An ever-increasing number of users are changing their CRT monitors to LCDs. If for 19-inch CRT monitors a large case size that did not fit comfortably on an office desk led to fatal consequences, then the price reduction and minimal size of 19-inch LCD monitors today increase their attractiveness.

The principle of operation of LCD monitors (Liquid Crystal Display - liquid crystal display) is based on the use of a substance that is in a liquid state, but at the same time has some properties inherent in crystalline bodies. These amorphous substances are called "liquid crystals" because of their similarity to crystalline substances in electro-optical properties, as well as the ability to take the shape of a vessel.

Origin of LCD Monitors

Liquid crystal materials were discovered in 1888 by the Austrian scientist F. Renitzer, but only in 1930, researchers from the British corporation Marconi received a patent for their industrial application. Things did not go further than a patent, because at that time the technological base was still too weak to create reliable and functional devices. The first breakthrough was made by scientists Fergeson and Williams from RCA (Radio Corporation of America). One of them created a temperature sensor based on liquid crystals, using their selective reflective effect, the other studied the effect of an electric field on nematic crystals. As a result, at the end of 1966, the RCA Corporation demonstrated a digital clock with an LCD prototype.

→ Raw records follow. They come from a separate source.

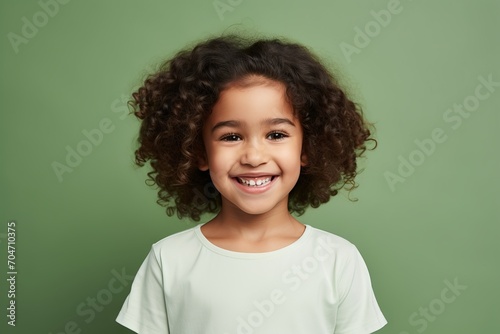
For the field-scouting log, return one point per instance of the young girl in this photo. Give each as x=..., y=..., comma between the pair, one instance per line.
x=266, y=125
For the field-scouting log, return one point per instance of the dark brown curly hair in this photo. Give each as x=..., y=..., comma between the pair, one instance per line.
x=174, y=103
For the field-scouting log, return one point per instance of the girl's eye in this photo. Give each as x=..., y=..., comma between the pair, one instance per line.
x=230, y=137
x=277, y=135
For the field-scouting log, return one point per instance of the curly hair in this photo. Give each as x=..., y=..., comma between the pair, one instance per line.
x=174, y=103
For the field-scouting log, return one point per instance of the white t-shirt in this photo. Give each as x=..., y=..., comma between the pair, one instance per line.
x=317, y=285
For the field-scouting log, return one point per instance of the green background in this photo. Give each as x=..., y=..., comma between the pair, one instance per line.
x=78, y=69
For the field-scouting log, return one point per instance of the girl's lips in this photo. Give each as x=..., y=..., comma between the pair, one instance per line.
x=254, y=189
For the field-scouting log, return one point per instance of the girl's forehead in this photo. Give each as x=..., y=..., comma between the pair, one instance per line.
x=264, y=100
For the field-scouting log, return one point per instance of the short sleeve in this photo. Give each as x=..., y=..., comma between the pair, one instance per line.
x=358, y=311
x=144, y=310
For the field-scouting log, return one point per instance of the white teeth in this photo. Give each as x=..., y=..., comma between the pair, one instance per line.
x=254, y=182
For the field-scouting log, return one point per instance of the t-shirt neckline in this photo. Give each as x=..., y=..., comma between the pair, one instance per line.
x=245, y=255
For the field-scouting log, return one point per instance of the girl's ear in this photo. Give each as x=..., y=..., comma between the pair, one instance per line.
x=303, y=160
x=202, y=164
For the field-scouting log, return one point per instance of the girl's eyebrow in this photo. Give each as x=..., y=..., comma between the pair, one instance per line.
x=269, y=121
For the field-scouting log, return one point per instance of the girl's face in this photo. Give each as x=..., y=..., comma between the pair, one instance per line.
x=253, y=148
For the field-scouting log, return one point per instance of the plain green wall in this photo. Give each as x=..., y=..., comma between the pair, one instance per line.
x=438, y=223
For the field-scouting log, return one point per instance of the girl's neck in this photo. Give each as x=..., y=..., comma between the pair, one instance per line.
x=232, y=223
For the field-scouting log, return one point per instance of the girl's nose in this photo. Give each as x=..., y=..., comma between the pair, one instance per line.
x=254, y=154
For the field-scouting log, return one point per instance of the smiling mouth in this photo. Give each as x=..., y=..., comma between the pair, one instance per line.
x=255, y=182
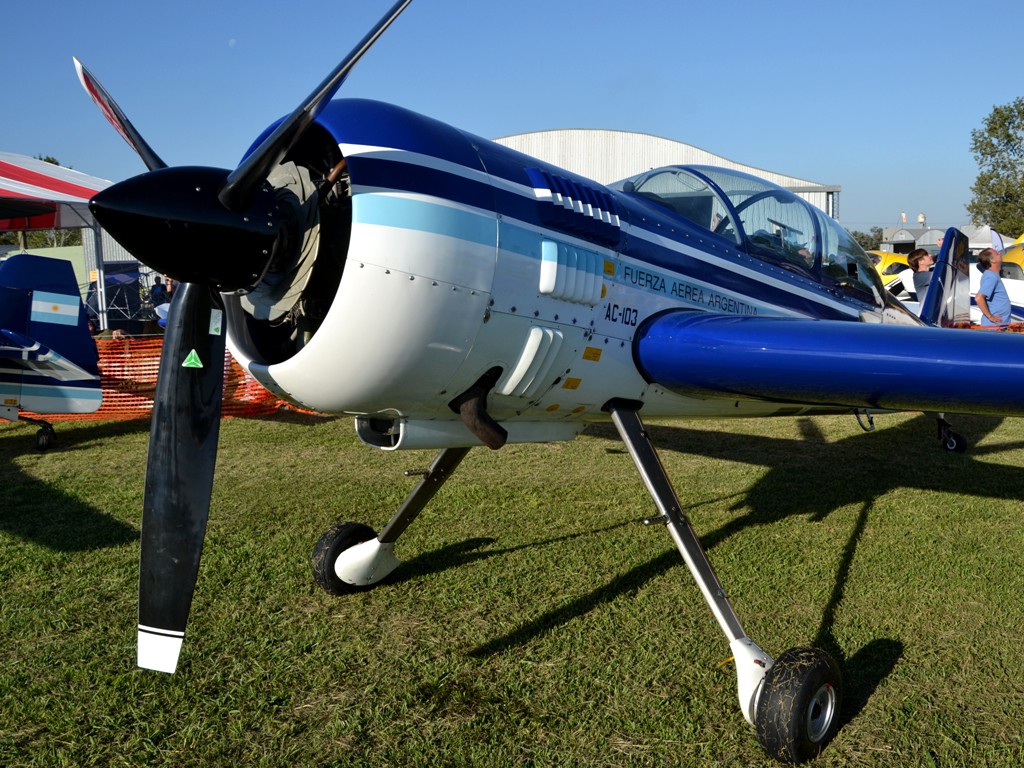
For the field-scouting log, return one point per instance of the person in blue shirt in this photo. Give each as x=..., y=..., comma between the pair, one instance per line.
x=992, y=298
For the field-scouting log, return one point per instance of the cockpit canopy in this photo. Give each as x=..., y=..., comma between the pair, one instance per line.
x=764, y=220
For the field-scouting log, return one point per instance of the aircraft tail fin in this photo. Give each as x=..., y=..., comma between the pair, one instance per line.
x=947, y=301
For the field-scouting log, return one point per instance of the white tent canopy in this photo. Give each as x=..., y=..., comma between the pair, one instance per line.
x=37, y=195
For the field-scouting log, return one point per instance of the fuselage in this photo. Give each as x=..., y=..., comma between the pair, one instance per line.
x=459, y=255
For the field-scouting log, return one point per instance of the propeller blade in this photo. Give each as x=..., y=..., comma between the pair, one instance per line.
x=172, y=221
x=117, y=118
x=179, y=471
x=244, y=180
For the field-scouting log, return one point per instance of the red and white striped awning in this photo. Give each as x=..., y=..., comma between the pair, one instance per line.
x=36, y=195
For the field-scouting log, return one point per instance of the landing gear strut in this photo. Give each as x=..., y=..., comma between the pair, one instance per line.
x=350, y=555
x=793, y=701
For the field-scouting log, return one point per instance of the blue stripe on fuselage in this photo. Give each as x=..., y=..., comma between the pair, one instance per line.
x=452, y=167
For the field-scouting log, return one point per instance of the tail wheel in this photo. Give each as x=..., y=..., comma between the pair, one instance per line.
x=953, y=442
x=45, y=437
x=797, y=712
x=331, y=545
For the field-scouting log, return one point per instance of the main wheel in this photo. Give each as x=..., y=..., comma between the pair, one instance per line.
x=798, y=708
x=331, y=545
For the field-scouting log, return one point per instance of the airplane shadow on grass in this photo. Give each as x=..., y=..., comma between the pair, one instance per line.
x=813, y=477
x=38, y=512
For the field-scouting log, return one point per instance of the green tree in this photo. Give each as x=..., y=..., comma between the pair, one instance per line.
x=998, y=189
x=44, y=238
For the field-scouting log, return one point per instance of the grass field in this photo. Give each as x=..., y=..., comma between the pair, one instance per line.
x=536, y=622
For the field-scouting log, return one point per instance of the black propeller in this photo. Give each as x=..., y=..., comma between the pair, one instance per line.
x=215, y=231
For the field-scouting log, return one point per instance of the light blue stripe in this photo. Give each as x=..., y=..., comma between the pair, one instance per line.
x=427, y=217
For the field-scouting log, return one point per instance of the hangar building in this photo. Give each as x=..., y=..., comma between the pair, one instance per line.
x=606, y=156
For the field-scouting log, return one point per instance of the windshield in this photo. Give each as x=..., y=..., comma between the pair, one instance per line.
x=685, y=194
x=765, y=220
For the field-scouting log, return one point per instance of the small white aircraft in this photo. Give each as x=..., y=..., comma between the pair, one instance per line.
x=449, y=292
x=48, y=360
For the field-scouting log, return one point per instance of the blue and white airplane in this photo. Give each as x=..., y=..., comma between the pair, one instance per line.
x=449, y=292
x=48, y=360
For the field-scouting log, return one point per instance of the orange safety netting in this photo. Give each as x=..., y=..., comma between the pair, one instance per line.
x=128, y=377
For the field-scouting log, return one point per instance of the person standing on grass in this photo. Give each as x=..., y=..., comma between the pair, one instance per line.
x=992, y=298
x=922, y=262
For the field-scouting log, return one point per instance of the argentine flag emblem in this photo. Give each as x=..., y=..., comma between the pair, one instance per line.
x=54, y=307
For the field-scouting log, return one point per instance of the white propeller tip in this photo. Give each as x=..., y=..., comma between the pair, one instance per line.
x=159, y=649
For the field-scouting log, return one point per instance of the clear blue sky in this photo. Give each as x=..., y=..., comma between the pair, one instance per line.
x=879, y=97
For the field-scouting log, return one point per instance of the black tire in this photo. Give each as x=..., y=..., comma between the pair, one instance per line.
x=954, y=442
x=798, y=708
x=45, y=438
x=331, y=545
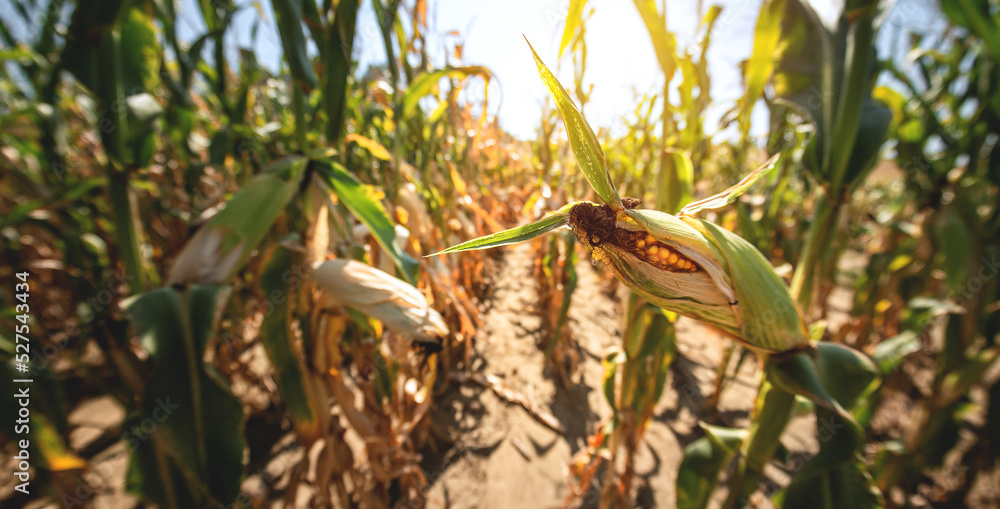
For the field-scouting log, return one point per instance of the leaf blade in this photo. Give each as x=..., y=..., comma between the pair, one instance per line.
x=587, y=149
x=510, y=236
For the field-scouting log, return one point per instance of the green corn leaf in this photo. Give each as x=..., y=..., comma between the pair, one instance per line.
x=339, y=43
x=760, y=66
x=425, y=83
x=573, y=19
x=582, y=139
x=359, y=199
x=193, y=457
x=512, y=236
x=703, y=461
x=677, y=184
x=769, y=317
x=774, y=408
x=730, y=195
x=288, y=17
x=279, y=283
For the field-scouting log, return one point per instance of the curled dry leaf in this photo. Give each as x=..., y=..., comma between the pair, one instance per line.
x=397, y=304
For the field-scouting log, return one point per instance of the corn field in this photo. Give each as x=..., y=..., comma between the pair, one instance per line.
x=310, y=277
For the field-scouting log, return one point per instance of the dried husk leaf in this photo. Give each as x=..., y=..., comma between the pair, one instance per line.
x=735, y=290
x=397, y=304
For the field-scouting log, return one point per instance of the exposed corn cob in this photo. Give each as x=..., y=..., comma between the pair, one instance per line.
x=694, y=268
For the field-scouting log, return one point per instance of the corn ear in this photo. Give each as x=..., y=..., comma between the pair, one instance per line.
x=397, y=304
x=697, y=269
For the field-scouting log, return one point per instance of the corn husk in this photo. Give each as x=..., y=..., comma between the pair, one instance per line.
x=734, y=287
x=397, y=304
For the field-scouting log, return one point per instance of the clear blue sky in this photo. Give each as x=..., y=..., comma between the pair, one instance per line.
x=621, y=61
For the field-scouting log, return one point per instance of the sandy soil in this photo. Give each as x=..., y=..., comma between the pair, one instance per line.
x=499, y=455
x=506, y=458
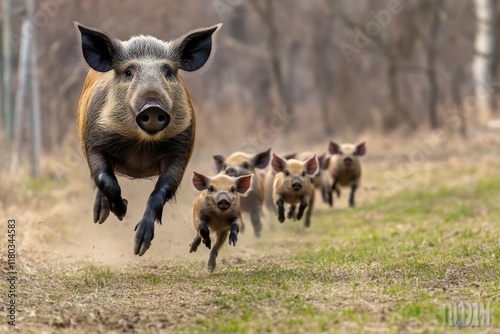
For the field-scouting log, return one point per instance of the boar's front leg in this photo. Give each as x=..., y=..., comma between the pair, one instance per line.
x=164, y=190
x=281, y=210
x=108, y=196
x=302, y=207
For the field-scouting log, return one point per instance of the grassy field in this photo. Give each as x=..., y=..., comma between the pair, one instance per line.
x=387, y=266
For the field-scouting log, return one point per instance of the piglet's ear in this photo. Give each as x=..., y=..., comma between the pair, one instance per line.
x=333, y=147
x=261, y=160
x=278, y=164
x=219, y=163
x=324, y=161
x=360, y=149
x=196, y=47
x=243, y=183
x=99, y=51
x=312, y=165
x=200, y=181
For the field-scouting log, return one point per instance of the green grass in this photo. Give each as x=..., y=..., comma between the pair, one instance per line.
x=390, y=264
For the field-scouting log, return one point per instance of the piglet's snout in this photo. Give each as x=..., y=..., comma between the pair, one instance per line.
x=223, y=201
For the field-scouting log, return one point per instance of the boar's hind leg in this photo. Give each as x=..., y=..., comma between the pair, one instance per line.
x=302, y=207
x=255, y=219
x=101, y=208
x=281, y=210
x=291, y=212
x=105, y=179
x=351, y=197
x=307, y=221
x=221, y=238
x=233, y=236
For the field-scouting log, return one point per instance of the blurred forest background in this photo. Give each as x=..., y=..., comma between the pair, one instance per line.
x=308, y=70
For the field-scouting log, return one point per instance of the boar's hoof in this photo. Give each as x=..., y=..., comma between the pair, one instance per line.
x=194, y=245
x=119, y=208
x=233, y=237
x=143, y=236
x=207, y=242
x=211, y=263
x=101, y=208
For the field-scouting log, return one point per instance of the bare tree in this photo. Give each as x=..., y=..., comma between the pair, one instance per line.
x=7, y=64
x=482, y=64
x=265, y=11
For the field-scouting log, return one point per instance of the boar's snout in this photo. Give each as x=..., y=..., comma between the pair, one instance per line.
x=152, y=118
x=296, y=186
x=231, y=172
x=223, y=202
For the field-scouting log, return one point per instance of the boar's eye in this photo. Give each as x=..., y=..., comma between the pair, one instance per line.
x=128, y=73
x=168, y=72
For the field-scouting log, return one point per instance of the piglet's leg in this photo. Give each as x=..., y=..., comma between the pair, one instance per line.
x=302, y=206
x=221, y=238
x=351, y=197
x=281, y=210
x=194, y=245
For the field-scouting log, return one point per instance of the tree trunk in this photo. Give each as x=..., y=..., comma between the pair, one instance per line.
x=482, y=64
x=266, y=14
x=36, y=134
x=7, y=93
x=431, y=70
x=23, y=72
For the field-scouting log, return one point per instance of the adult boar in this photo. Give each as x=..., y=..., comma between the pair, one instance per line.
x=136, y=118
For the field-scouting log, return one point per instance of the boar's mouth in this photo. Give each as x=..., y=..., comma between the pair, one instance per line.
x=152, y=118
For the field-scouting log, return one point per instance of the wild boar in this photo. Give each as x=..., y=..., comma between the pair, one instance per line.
x=292, y=185
x=345, y=168
x=238, y=164
x=136, y=117
x=321, y=179
x=217, y=210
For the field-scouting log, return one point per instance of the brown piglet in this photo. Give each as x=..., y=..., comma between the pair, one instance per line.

Sharp Corporation played a significant role in the development of LCD technology. It is this corporation:

In 1964, the world's first CS10A calculator was produced;
- in 1975, the first compact digital watch was made using TN LCD technology;
- in 1976, a black-and-white TV with a screen diagonal of 5.5 inches based on an LCD matrix with a resolution of 160x120 pixels was released.

How LCDs work

Liquid crystal molecules under the influence of electricity can change their orientation, and as a result, change the properties of the light beam passing through them.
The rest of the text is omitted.